Kimmy Schmidt Offers Great Acting and Slapstick Comedy, Gets Old Fast

Image source: Netflix.com

Image source: Netflix.com

Unbreakable Kimmy Schmidt, starring Ellie Kemper as Schmidt and produced by Tina Fey, is interesting, at first.

The dark, somewhat ridiculous show starts out when Schmidt and three other women, nicknamed “bunker women”, were rescued from a bunker in some rural hole-in-the-ground town. They had spent 15 years together, completely sealed off from the outside world which they were led to believe was being consumed by an apocalypse.

Schmidt moves to New York City and is absolutely clueless about adult life. She was lured into the bunker when she was in seventh grade, and a particularly idiotic one at that. As an adult she still dresses in a loud and borderline atrocious manner, like a typical seventh grader.

Schmidt bumbles her way through adult life with her new and equally colorful friends Titus Andromedon (Titus Burgess) and Lillian Kaushtupper (Carol Kane). These characters can best be described as low-level criminals with low job prospects.

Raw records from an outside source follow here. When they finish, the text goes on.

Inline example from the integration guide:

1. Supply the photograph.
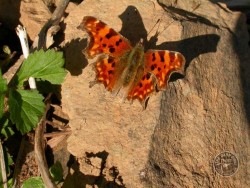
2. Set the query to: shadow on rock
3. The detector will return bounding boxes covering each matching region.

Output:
[62,151,125,188]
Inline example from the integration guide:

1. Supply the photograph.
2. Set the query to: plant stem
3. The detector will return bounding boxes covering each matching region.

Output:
[0,140,8,188]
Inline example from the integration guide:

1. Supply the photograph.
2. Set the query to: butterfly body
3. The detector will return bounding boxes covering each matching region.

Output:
[79,16,185,108]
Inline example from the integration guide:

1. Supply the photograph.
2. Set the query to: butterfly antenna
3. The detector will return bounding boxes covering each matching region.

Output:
[147,19,161,36]
[158,20,175,35]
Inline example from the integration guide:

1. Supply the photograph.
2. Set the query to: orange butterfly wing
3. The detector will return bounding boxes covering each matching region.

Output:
[80,16,132,58]
[127,50,185,108]
[145,50,186,90]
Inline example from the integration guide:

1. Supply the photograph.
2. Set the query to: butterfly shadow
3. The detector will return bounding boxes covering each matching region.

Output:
[119,6,220,106]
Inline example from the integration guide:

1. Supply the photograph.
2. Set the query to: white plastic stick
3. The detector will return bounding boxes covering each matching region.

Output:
[16,25,36,89]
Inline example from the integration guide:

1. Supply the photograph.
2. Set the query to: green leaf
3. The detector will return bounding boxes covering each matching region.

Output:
[49,161,63,182]
[0,70,7,118]
[9,89,45,134]
[16,50,67,86]
[21,177,45,188]
[0,115,15,138]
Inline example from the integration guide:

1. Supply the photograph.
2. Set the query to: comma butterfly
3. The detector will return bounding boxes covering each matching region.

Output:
[79,16,185,108]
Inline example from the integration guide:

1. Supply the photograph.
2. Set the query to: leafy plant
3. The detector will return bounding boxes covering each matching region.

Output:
[22,177,45,188]
[0,50,66,134]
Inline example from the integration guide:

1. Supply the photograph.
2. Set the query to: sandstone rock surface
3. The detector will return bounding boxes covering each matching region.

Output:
[62,0,250,188]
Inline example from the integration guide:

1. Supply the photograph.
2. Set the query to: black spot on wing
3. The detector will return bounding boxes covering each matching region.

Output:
[108,70,114,74]
[169,52,175,63]
[152,53,155,61]
[158,51,165,62]
[108,58,113,63]
[105,29,117,39]
[109,47,115,53]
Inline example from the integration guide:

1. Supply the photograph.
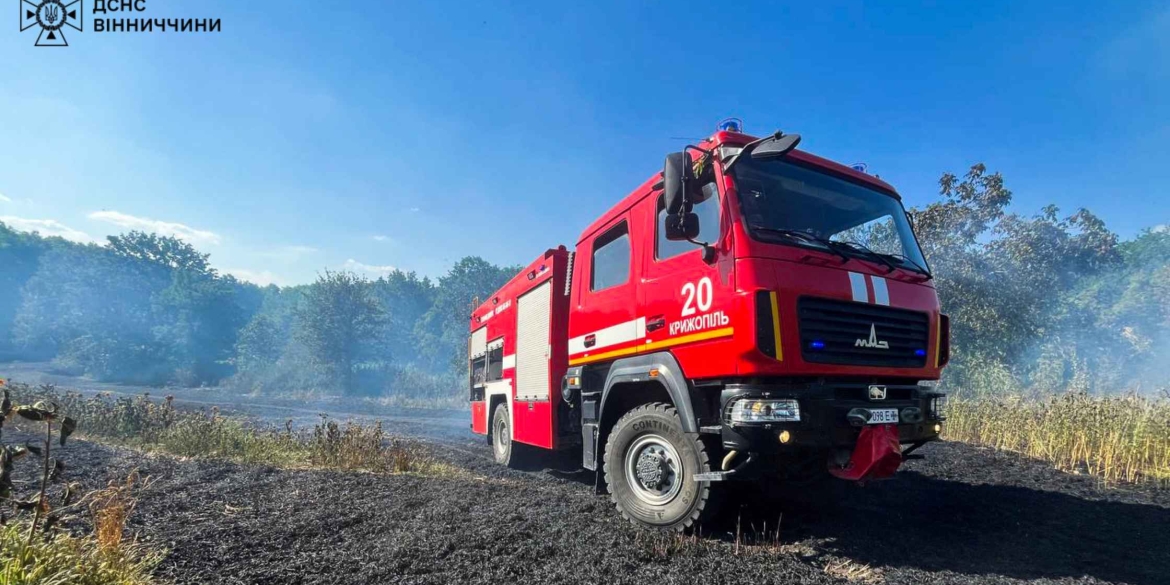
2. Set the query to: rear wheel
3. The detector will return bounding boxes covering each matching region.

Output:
[491,404,515,467]
[605,402,715,531]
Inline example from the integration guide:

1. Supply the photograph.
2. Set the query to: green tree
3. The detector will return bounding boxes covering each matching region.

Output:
[415,256,521,372]
[296,270,390,393]
[235,314,284,372]
[373,270,435,365]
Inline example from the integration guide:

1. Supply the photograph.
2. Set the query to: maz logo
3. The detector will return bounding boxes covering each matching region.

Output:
[853,323,889,350]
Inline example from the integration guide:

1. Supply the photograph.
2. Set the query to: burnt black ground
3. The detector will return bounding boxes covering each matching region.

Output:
[5,425,1170,585]
[4,365,1170,585]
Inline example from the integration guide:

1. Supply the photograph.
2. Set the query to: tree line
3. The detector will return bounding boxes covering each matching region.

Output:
[0,228,519,397]
[0,165,1170,398]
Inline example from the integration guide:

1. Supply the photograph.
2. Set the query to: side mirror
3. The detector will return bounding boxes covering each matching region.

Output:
[666,212,698,241]
[751,135,800,158]
[662,152,695,216]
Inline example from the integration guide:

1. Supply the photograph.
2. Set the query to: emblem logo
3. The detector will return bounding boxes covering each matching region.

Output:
[16,0,84,47]
[853,323,889,350]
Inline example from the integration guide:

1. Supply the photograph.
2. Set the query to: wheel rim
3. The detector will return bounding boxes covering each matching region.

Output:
[626,434,683,505]
[495,417,508,456]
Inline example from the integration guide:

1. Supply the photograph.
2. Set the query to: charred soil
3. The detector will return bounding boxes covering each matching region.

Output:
[6,425,1170,585]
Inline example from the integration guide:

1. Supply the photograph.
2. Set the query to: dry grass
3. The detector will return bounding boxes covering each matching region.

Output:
[5,384,461,476]
[0,473,165,585]
[945,393,1170,487]
[825,558,885,584]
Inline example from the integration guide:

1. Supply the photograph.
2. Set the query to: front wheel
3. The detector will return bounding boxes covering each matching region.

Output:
[605,402,715,531]
[491,404,515,467]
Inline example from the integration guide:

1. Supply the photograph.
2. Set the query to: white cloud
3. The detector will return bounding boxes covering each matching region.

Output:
[89,212,220,245]
[0,215,97,243]
[223,268,285,287]
[260,246,321,263]
[345,259,397,276]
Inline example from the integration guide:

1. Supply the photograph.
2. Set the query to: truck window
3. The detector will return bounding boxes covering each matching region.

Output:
[589,221,629,293]
[654,181,720,260]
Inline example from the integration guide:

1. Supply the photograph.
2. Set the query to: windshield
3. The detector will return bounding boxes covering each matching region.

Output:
[732,158,927,271]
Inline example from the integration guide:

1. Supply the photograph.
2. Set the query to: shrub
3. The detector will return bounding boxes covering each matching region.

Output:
[945,393,1170,486]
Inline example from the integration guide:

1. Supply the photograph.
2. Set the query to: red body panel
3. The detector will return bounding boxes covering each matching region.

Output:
[470,247,570,449]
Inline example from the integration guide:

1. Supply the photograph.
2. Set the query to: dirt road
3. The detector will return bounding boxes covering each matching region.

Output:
[5,362,1170,585]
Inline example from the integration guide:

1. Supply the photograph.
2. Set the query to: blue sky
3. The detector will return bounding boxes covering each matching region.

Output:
[0,0,1170,284]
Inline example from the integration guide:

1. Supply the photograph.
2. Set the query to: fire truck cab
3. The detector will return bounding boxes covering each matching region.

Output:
[468,123,949,530]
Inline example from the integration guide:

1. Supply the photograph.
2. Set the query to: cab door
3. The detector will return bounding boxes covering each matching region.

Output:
[636,180,735,378]
[569,212,642,365]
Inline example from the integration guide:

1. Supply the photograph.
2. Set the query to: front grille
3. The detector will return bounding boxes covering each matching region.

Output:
[797,297,930,367]
[833,384,915,402]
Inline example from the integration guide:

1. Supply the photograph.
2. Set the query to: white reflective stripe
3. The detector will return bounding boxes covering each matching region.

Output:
[569,317,646,356]
[467,326,488,358]
[849,273,869,303]
[483,380,516,439]
[869,276,889,307]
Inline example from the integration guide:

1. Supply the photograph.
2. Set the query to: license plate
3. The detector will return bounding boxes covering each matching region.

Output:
[869,408,897,425]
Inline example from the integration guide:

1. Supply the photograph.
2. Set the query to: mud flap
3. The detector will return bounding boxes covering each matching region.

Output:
[828,425,902,481]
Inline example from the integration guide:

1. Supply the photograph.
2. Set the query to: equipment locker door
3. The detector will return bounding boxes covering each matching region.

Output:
[516,280,552,400]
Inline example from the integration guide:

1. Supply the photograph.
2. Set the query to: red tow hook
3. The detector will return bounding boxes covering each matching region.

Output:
[828,425,902,481]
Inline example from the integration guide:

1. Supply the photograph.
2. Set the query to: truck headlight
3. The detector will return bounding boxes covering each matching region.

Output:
[930,394,947,420]
[728,398,800,422]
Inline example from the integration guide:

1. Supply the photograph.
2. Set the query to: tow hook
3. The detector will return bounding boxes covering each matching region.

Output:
[693,452,756,481]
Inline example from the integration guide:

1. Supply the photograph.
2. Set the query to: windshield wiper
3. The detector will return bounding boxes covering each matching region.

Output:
[881,254,935,281]
[837,242,935,281]
[748,226,849,264]
[833,242,899,274]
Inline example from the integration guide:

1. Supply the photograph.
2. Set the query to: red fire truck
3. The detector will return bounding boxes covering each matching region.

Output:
[468,124,949,530]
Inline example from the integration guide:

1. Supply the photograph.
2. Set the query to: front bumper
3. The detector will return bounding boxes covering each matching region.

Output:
[720,383,945,455]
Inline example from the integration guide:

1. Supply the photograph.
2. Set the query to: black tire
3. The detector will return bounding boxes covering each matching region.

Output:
[491,402,519,467]
[604,402,716,531]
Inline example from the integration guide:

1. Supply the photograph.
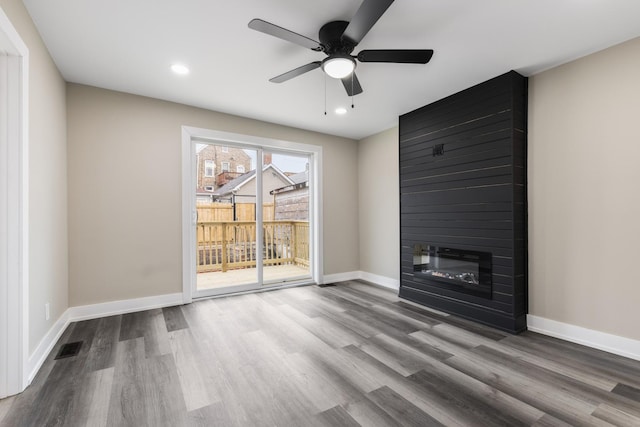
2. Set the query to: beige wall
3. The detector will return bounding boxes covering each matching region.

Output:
[67,84,358,306]
[528,39,640,339]
[358,127,400,280]
[0,0,68,352]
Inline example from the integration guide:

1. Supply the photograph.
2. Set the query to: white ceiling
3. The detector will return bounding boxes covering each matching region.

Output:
[24,0,640,139]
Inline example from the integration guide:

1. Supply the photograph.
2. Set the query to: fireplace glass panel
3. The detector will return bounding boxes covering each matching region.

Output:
[413,245,491,296]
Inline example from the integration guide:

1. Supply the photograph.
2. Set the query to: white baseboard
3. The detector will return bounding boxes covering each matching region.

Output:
[322,271,360,284]
[527,314,640,360]
[322,271,400,291]
[26,309,71,385]
[27,293,183,384]
[358,271,400,291]
[68,293,183,322]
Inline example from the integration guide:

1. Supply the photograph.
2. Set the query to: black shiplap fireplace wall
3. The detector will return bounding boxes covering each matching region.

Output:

The new season, which was released on April 15th to Netflix, is largely the same as the last. While Schmidt is more acclimated to adult life in her cramped closet inside an old basement unit in an assumed rent-controlled district of New York, she has only moved onto an 8th grade mentality.

While the schtick gets old fast, the actors and actresses are superb. All of them are genuinely convincing, and the viewer could easily forget that this show is not a documentary if it weren’t for the obvious slapstick comedy.

Tina Fey is a comic genius. From her career on Saturday Night Live to 30 Rock and the countless other movies she’s written, produced and starred in, she’s always impressed.

However, she didn’t hit the nail on the head with this one.